Whitman last cracked the country top 40 in America in 1980. Normally, that would be the point that the story turns sad in an obit, professionally speaking. But ironically, that's right about the time his career really took off, a complete lack of radio play notwithstanding.
The first of his TV-marketed greatest hits albums came out in 1979, with another soon to follow. These never made the Billboard charts, because — as the commercials cheerfully reminded you — they were "not sold in stores." But they made Whitman the wealthiest yodeler alive.
Fans like Kaufman helped make him a sort of cult hero to hipsters as well as grandmas.

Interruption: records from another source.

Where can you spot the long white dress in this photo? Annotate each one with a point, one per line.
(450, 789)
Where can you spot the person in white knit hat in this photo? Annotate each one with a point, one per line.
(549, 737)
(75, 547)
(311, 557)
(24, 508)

Here's Kaufman doing his version of one of Whitman's hits on David Letterman's show, in not very Whitman-esque garb:
Meanwhile, he continued to be a go-to guy for a punchline for comedians whose appreciation may have been a little less earnest than Kaufman's. SCTV loved to take him on — as in this sketch that features a brief bit of a Whitman soundalike singing "Stairway to Heaven":
Joe Flaherty played Whitman as taking on the role of Che in "Indira," a satire of Evita rearranged to tell the story of Indira Gandhi:
Rush Limbaugh once spoofed the backward-masking craze that was briefly a popular belief among fundamentalists by inserting "satanic messages" into a Slim Whitman recording. As he recounted it years later on his show, people actually believed it, and called in for instructions on how to destroy their Whitman records (or 8-tracks):
But satanic satire aside, the purity of that tone was pure heaven for anyone who wanted to set the laughs aside and listen to a gifted singer who instantly conjured a more gentlemanly era, without a hint of irony in his golden throat.